Gov. Paterson warned yesterday that the state could run out of money “in a month and a half” and threatened to cut short the Legislature’s summer vacation if lawmakers don’t pass a plan to pay the bills.

The governor sounded the alarm a day after delivering a historic 6,681 spending vetoes that left the state’s $134.4 billion budget at least $1 billion out of balance.

Senate Democratic leader John Sampson of Brooklyn sent his members home last week without voting on a tax bill needed to raise $950 million in revenue.

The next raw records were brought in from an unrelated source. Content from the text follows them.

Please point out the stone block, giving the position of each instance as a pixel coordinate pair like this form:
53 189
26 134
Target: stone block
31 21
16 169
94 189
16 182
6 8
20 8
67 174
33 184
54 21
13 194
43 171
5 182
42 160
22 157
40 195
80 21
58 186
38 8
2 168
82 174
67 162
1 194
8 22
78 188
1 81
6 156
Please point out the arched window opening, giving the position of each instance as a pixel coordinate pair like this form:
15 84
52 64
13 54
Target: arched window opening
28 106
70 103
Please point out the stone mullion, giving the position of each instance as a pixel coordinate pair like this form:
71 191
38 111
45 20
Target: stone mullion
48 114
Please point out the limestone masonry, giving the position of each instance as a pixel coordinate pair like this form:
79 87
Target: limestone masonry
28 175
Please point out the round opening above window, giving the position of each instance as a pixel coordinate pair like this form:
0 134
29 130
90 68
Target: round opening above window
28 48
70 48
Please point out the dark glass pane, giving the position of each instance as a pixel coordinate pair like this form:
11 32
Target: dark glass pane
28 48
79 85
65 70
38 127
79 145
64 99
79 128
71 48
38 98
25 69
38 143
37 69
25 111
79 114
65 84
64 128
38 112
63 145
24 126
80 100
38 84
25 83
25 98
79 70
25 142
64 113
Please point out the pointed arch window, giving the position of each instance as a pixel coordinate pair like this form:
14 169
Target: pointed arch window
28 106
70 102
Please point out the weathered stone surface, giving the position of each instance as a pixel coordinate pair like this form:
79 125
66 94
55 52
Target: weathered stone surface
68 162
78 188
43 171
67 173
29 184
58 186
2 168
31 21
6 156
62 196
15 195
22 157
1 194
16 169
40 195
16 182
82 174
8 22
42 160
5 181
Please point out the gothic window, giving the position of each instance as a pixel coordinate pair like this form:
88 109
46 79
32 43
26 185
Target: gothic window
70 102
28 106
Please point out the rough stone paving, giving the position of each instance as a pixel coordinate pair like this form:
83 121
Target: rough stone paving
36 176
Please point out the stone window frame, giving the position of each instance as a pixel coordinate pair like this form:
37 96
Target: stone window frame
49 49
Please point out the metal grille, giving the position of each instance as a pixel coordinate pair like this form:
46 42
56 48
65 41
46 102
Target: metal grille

“They cannot ignore this problem,” Paterson told WOR Radio.

“They still haven’t settled how we’re going to pay for all this spending. If they don’t do that, I’m going to call them back in special session. We’re going to do it once and for all.”

The state has nearly run out of cash three times since December, requiring budget officials to withhold tax refunds and payments from local governments.

Legislative officials privately shrugged off the governor’s warning of a late-summer shortfall.

A vast majority of the budget has passed both houses and many of the proposals in the “revenue bill,” which has passed the Assembly, wouldn’t take effect for months.

For instance, a plan to end the sales-tax exemption on low-cost clothing items — bringing in some $300 million this year — wouldn’t start until Oct. 1.

Budget Division spokesman Erik Kriss said failure to pass a revenue bill worsens a cash crunch expected Sept. 1 when the state must pony up a $2 billion school-aid payment, with an additional $800,000 due not long after that.

“To have that bill enacted would give us the certainty of additional revenue coming in,” Kriss said.

“Without it we have to be more careful about how we manage the outflow of cash.”

The Legislature rejected a request to give the governor more leeway to juggle such payments on his own.

Paterson also wants lawmakers to address a potential cut by Congress to an expected $1 billion federal Medicaid payment, a move Assembly Speaker Sheldon Silver (D-Manhattan) calls unnecessary.

Meanwhile, the governor issued yet another budget veto, striking legislation that he said lawmakers altered in a backdoor effort to enact a $600 million restoration to education aid.

Austin Shafran, a spokesman for Senate Democrats, called the move a “typical Albany power play” that would add uncertainty to how state aid is doled out to schools.